Tudo o que tenho agora esta embrulhado em caixas. Os livros e as vasilhas de plástico. Os copos e os pincéis de arte. As histórias que vivi e as memórias que não quero contar. Guardei em caixas tudo aquilo que não tem utilidade diária e que mesmo assim não posso me livrar. A caixa de remédios, a régua com símbolos geométricos, as fotos de pessoas com quem não falo mais. Cada fragmento de mim, separado e empilhado conforme sua utilidade e destino. Utensílios de cozinha e festas surpresa. Material de escritório e gargalhadas embaladas por vinho e pizza. Carnavais lendários e uma gaveta improvisada de cuecas e meias.
Não gosto de mudanças de nenhum tipo. Por muito tempo tentei disfarçar esse sentimento, mas o autoconhecimento me trouxe certa paz de espírito. Não gosto de mudanças, simplesmente porquê elas exigem a tomada de decisões e fazer escolhas significa abrir mão de algo. Não sou bom em nada disso. Decidir para onde ir, decidir o que levar, decidir o que deixar pelo caminho, o que embrulhar, o que queimar. Gosto de tudo por igual. A possibilidade do futuro parece ser sempre melhor do que a certeza do presente, mas desaparece ao primeiro passo.
A encruzilhada, porém, é um lugar perigoso. É onde o diabo espera com uma canção e uma proposta. Uma hora ou outra é preciso fazer uma escolha, mesmo que tudo pareça igual no horizonte.
O telefone tocou com a minha irmã do outro lado.
– Estou de mudança. – Ela foi logo dizendo. – Estava pensando se você não está interessado em alugar a casa antiga…
A encruzilhada, porém, é um lugar perigoso. É onde o diabo espera com uma canção e uma proposta.
A resposta tinha que ser rápida. Haviam outras pessoas interessadas. A residência simples, com cara de casa de sítio já tinha se tornado lendária entre os amigos da minha irmã. Vantagens não lhe faltavam, mesmo assim relutei.
– Não é que eu não queria ir… – Expliquei mais tarde para a minha mãe – É que eu preciso verificar algumas coisas.
Que coisas? Sair de um apartamento de concentra metros quadrados para uma casa com quintal, pela metade do valor do aluguel devia ser o suficiente para convencer qualquer idiota, mas eu hesitava. Esse era o meu lar. O som das minhas risadas se entranharam em suas paredes. Minhas lágrimas secaram no seu chão. Era difícil me desapegar de todas essas lembranças.

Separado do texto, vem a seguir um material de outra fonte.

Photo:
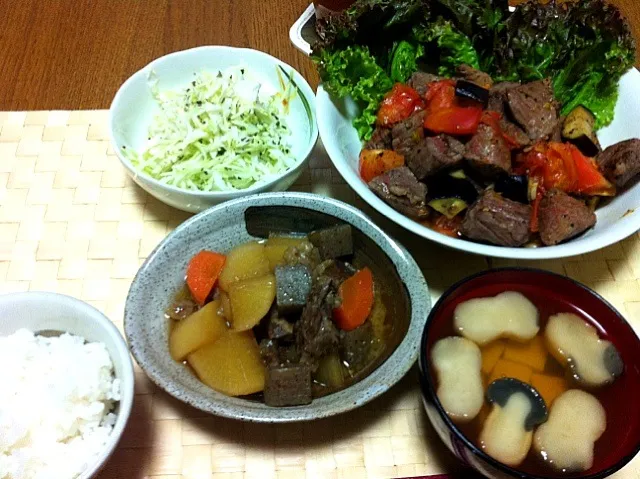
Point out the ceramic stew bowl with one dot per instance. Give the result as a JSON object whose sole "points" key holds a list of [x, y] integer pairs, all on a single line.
{"points": [[562, 295], [223, 227]]}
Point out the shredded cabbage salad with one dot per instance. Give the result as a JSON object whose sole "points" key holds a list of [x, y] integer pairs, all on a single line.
{"points": [[224, 131]]}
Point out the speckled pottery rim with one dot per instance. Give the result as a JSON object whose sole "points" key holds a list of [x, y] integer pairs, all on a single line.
{"points": [[162, 274]]}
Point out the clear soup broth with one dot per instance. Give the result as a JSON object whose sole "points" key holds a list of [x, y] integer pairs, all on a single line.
{"points": [[532, 363]]}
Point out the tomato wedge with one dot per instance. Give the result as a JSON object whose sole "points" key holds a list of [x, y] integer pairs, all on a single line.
{"points": [[376, 162], [454, 121], [399, 104], [356, 294]]}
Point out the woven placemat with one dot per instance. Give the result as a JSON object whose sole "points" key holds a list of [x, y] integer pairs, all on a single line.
{"points": [[72, 221]]}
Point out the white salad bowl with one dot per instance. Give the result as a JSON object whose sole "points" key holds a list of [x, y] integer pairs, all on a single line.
{"points": [[615, 221], [133, 109], [51, 313]]}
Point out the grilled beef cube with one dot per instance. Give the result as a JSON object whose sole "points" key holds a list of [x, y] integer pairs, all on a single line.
{"points": [[333, 242], [475, 76], [408, 133], [515, 133], [562, 217], [488, 151], [316, 334], [498, 96], [402, 191], [288, 386], [380, 140], [534, 107], [293, 284], [497, 220], [433, 154], [620, 162], [420, 81]]}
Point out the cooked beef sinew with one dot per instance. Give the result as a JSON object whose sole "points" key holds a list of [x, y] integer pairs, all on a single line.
{"points": [[497, 220], [433, 154], [562, 217], [402, 191], [488, 152], [534, 107], [621, 162]]}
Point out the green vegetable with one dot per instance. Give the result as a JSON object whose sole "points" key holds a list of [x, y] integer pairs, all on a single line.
{"points": [[404, 60], [224, 131], [453, 46], [354, 71]]}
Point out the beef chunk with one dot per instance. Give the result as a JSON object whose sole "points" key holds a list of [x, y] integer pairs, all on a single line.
{"points": [[279, 328], [333, 242], [562, 217], [355, 346], [293, 284], [534, 107], [316, 335], [181, 309], [621, 162], [408, 133], [269, 352], [381, 139], [498, 96], [497, 220], [488, 151], [420, 81], [515, 133], [288, 386], [475, 76], [402, 191], [433, 154]]}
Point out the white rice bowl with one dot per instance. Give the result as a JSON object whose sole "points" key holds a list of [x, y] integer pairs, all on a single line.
{"points": [[57, 397]]}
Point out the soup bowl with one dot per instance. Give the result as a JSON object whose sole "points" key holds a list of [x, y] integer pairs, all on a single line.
{"points": [[552, 294], [222, 228]]}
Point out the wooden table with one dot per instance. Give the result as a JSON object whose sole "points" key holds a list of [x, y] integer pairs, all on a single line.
{"points": [[73, 222], [70, 54]]}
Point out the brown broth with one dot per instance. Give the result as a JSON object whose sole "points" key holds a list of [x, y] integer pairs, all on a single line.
{"points": [[548, 306]]}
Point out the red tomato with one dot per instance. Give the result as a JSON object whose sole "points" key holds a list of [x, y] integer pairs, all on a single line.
{"points": [[375, 162], [454, 121], [399, 104]]}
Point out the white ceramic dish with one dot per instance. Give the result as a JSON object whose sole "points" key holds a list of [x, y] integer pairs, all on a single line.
{"points": [[617, 220], [133, 108], [38, 312]]}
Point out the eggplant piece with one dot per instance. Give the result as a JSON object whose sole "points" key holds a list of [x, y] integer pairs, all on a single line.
{"points": [[471, 91], [513, 187], [448, 186], [579, 129], [450, 207]]}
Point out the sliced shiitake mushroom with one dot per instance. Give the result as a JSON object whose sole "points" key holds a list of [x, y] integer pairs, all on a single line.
{"points": [[507, 315], [508, 431], [576, 345], [566, 440], [457, 363]]}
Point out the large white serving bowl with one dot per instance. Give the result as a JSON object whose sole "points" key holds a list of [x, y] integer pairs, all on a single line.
{"points": [[617, 220], [133, 109], [53, 313]]}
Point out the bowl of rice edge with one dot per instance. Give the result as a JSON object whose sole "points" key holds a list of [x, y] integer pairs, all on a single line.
{"points": [[68, 387], [206, 125]]}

Mudanças são ótimas para se praticar o desapego, mas eu sou apegado à tudo o que tenho ao meu redor. Sou apegado as memórias dos amigos, mesmo aqueles que desapareceram sem motivo, sou apegado aos pequenos bilhetes deixados nos livros que detestei, mesmo que tenham sido escritos por pessoas de quem não me lembro. Sou apegado as gargalhadas arquivadas em rolhas de cortiça, que se misturaram com as lágrimas e os meus cacos e dos meus amigos, de todos os corações partidos. Sou um acumulador compulsivo de memórias sem utilidade, o que torna minha mudança lenta e trabalhosa.
– Sim. – Eu disse a minha irmã. – Eu topo.
Sou apegado as gargalhadas arquivadas em rolhas de cortiça, que se misturaram com as lágrimas e os meus cacos e dos meus amigos, de todos os corações partidos.
Vivemos em tempos atípicos. Os boletos se acumulam sobre a mesa ameaçando me matar. Sinto minha pele amarelando sem a luz do sol, enquanto definho dentro desta caixa onde eu me guardo em segurança. Não havia nada de racional em querer ficar onde estava. Não havia nada saudável em evitar a mudança. As memórias dos tempos que eu tinha vivido, não estavam naqueles tijolos. As vezes é preciso deixar a realidade se moldar ao nosso redor, outras vezes é preciso fazer caixas e se adaptar a realidade.
Nas caixas empilhadas no chão da sala estão todas as tralhas que eu acumulei sem nem mesmo categorizar. Cabos de celulares antigos, moedas de países que visitei, anotações sobre compromissos perdidos, remédios fora da validade e correios elegantes do tempo da escola. Pedaços de mim que eu acumulei através dos anos, incapazes de formar uma imagem completa. Migalhas de pão que não vão ficar pelo caminho.
Esta é a última Crônica de Segunda que nasce nesta casa. Aqui um capítulo se fecha. Em breve, uma nova história.